Enough blame to go around twice

We’ve noticed that alarmists are getting very good at apportioning blame for greenhouse gases down to precise percentages.

A trick that ensures that no matter how much emissions might fall, the blame never diminishes. For instance according to a Canadian doctor at COP29 the health care sector is responsible for 5% of our emissions, which if true would remain true even if everyone including his own sector cut theirs in half.

Likewise Scientific Climate American recycles a piece from Carbon Brief on the suddenly vital talks on plastic in Busan saying “The production, use and disposal of plastics is responsible for around 5% of global greenhouse gas emissions”.

What else? Well, supposedly “Aviation accounts for 2.5% of global CO₂ emissions.” Also “One-quarter of the world’s greenhouse gas emissions result from food and agriculture.” Meanwhile “The manufacturing and production sector accounts for one-fifth of global carbon emissions and 54% of the world’s energy usage.”

And “Transport accounts for more than a third of CO2 emissions from end‐use sectors” while at least in Canada, home heating alone accounts for 16%, and home energy use in total 24%.

At which point you realize the other trick is that we’re collectively responsible for 110% of collective annual emissions before we even get to things like the oil and gas sector. No wonder there’s a crisis… of credibility.

The Scientific American email teaser said “The role of plastics in climate change is easy to overlook”. If only. These days everything bad is loudly proclaimed to be a cause of climate change, a result of it, or both, and vice versa.

And in this case apparently “Plastics currently cause triple the emissions of aviation”. They would, because everything causes more than its share of emissions just as everywhere is heating faster than average.

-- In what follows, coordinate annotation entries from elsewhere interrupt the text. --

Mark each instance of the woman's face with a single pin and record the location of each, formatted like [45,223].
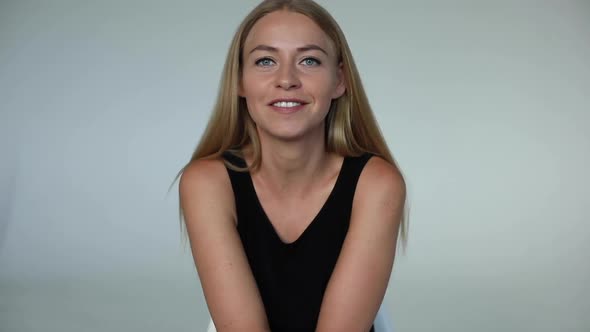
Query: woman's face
[290,75]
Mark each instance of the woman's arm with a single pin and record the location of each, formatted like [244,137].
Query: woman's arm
[359,280]
[229,287]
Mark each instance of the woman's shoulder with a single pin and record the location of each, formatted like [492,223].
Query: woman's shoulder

Thus when pillorying aviation, it’s at 2.5%, fully half of the dreaded plastic. Not that anybody’s double-counting or using other dubious statistical techniques like the old make up something that sounds good. (As for instance with South Korean’s own plastic recycling statistics.)

But what to do, what to do? Alas, especially given the face-plant of COP29, it is a bit awkward that the “Busan” meeting also seems to be headed for the garbage dump rather than the recycling plant.

Short days ago, Climate Home News emailed “Next stop: plastics”. It then insisted that COP29 only looked like a failure while secretly being one:

“If you tuned into the final session of the COP29 summit in Baku in the early hours of Sunday, you’d have been forgiven for thinking it had ended in failure.

It didn’t – but the deal on the new climate finance goal can best be described as a Pyrrhic victory for developing countries.”

A Pyrrhic victory being, of course, proverbially a defeat. (As Plutarch records the monarch of Epirus after two battles with the Romans in 280 and 279 BC, “Pyrrhus replied to one that gave him joy of his victory that one other such victory would utterly undo him.”)

Lacking the wisdom of the ancients, the climate great and good rush on to the next failure. Echoing John Kennedy who famously said “Victory has a thousand fathers.

But defeat is an orphan” (although what he really said was “There’s an old saying that victory has 100 fathers and defeat is an orphan” and it wasn’t old, it seems to originate with Mussolini’s foreign minister who along with Il Duce had some skill at spawning failures) maybe it consists of a thousand children with the parent being the global elite:

“Hard on the heels of COP29, the Climate Home team is this week reporting live from Busan, South Korea’s second largest city, for one last global environmental summit of the year that could place limits on fossil fuel production – this time with a new UN treaty on plastic pollution…

But, as our reporter Matteo Civillini writes, some fossil fuel-producing nations like Saudi Arabia, Russia and Iran have fiercely opposed putting any limits on plastic production, almost all of which is derived from oil and gas.”

And… thud. As the same publication conceded on Monday Dec. 2, “Busan talks fail to resolve fossil fuel fight”. And after years of blabbing on about it you didn’t see it coming?